U.S. v. Stratman, supra.
The
District Court Judge then noted that while he found “that result to be
compelled by the plain language of the statute,” he also found that it was
supported by the statute’s legislative history. U.S. v. Stratman, supra. He pointed out that the “Senate
Judiciary Committee's report on the bill containing the relevant provision”
contains the following:
Specifically, as amended, subsection 1030(a)(5)(A) would
penalize, with a fine and up to 5 years' imprisonment, anyone who knowingly
causes the transmission of a program, information, code or command and
intentionally causes damage to a protected computer.
This would cover anyone
who intentionally damages a computer, regardless of whether they were an
outsider or an insider otherwise authorized to access the computer. Subsection
1030(a)(5)(B) would penalize, with a fine and up to 5 years' imprisonment, anyone
who intentionally accesses a protected computer without authorization and, as a
result of that trespass, recklessly causes damage. This would cover outside[ ]
hackers into a computer who recklessly cause damage.
Finally, subsection
1030(a)(5)(C) would impose a misdemeanor penalty, of a fine and up to 1 year
imprisonment, for intentionally accessing a protected computer without
authorization and, as a result of that trespass, causing damage. This would
cover outside hackers into a computer who negligently or accidentally cause
damage.
In sum, under the bill, insiders, who are authorized
to access a computer, face criminal liability only if they intend to cause
damage to the computer, not for recklessly or negligently causing damage. By
contrast, outside hackers who break into a computer could be punished for any
intentional, reckless, or other damage they cause by their trespass.
The rationale for this difference in treatment deserves
explanation. Although those who intentionally damage a system, without
authority, should be punished regardless of whether they are authorized users, it
is equally clear that anyone who knowingly invades a system without authority
and causes significant loss to the victim should be punished as well, even when
the damage caused is not intentional. . . .
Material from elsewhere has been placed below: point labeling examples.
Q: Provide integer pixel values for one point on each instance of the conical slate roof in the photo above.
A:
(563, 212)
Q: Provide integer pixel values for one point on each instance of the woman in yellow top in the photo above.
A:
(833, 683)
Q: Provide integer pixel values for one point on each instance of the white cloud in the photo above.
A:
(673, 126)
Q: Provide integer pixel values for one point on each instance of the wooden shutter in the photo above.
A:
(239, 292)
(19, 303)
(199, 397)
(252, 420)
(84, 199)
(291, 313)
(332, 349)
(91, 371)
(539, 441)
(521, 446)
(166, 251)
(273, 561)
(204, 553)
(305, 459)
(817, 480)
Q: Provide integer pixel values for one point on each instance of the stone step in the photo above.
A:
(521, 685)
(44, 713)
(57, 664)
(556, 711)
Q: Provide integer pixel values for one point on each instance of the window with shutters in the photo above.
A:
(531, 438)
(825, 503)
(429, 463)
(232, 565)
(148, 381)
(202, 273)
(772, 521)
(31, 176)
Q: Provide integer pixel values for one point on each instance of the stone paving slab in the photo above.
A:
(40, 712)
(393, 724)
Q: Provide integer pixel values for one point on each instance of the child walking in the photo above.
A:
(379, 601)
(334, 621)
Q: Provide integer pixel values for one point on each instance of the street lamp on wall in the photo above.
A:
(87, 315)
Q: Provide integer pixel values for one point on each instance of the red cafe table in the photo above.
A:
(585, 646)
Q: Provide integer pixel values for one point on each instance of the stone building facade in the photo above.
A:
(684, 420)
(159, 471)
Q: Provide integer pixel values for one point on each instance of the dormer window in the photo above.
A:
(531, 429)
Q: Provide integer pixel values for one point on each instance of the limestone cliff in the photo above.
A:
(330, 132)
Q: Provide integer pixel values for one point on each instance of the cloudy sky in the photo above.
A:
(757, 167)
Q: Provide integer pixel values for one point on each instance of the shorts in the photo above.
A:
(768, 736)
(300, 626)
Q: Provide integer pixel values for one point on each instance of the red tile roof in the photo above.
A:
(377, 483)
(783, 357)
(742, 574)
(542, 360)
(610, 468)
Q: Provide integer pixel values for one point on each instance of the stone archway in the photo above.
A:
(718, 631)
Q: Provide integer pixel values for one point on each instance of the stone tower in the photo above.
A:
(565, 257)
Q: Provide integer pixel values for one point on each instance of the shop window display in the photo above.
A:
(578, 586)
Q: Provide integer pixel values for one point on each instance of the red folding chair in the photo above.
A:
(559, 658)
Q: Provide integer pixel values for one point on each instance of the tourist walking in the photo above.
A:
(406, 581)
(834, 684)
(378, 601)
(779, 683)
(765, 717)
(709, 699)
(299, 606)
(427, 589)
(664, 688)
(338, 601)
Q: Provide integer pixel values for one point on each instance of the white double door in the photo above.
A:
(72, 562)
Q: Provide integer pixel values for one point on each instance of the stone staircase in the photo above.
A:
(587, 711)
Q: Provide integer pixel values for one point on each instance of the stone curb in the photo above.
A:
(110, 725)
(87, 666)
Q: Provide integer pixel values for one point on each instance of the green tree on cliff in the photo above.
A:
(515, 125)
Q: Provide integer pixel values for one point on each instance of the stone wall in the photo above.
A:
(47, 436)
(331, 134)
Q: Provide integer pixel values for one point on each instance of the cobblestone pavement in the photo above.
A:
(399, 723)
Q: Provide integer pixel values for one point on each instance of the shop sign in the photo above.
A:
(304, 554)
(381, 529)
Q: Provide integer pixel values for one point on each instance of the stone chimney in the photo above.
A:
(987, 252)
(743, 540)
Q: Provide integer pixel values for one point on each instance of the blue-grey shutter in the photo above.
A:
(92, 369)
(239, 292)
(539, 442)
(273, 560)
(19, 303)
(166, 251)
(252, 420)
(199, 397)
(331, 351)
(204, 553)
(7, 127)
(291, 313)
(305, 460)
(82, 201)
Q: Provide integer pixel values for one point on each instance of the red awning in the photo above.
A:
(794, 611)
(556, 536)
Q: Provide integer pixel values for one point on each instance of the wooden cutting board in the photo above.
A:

[I]t is better to ensure that section
1030(a)(5) criminalizes all computer trespass, as well as
intentional damage by insiders, albeit at different levels of
severity.
U.S. v. Stratman, supra (quoting U.S. Senate Report No. 104–357 (1996) (emphasis added in the opinion)).
After
quoting this report, the judge pointed out that “both the language of the
statute and the legislative history support the conclusion that unauthorized
access to the protected computer system is not an element of
the offense defined by § 1030(a)(5)(A).” U.S. v. Stratman, supra (emphasis in the original).
He then
noted that Stratman
reasserts his contention that the phrase `without
authorization’ should not be related to the phrase “intentionally causes
damage” because it would not make sense for someone to be authorized to cause
damage. The Magistrate Judge's rejection of that point was persuasive, and the
Court need not restate it.
Anyone who has ever redecorated a home, for instance, is
familiar with the basic principle that sometimes `damage’ is necessary to
facilitate reconstruction or improvement. In the context of information
technology, the simplest example may be clearest: old files get deleted all the
time.
U.S. v. Stratman, supra.
The judge
therefore denied Stratman’s motion to dismiss. U.S. v. Stratman, supra.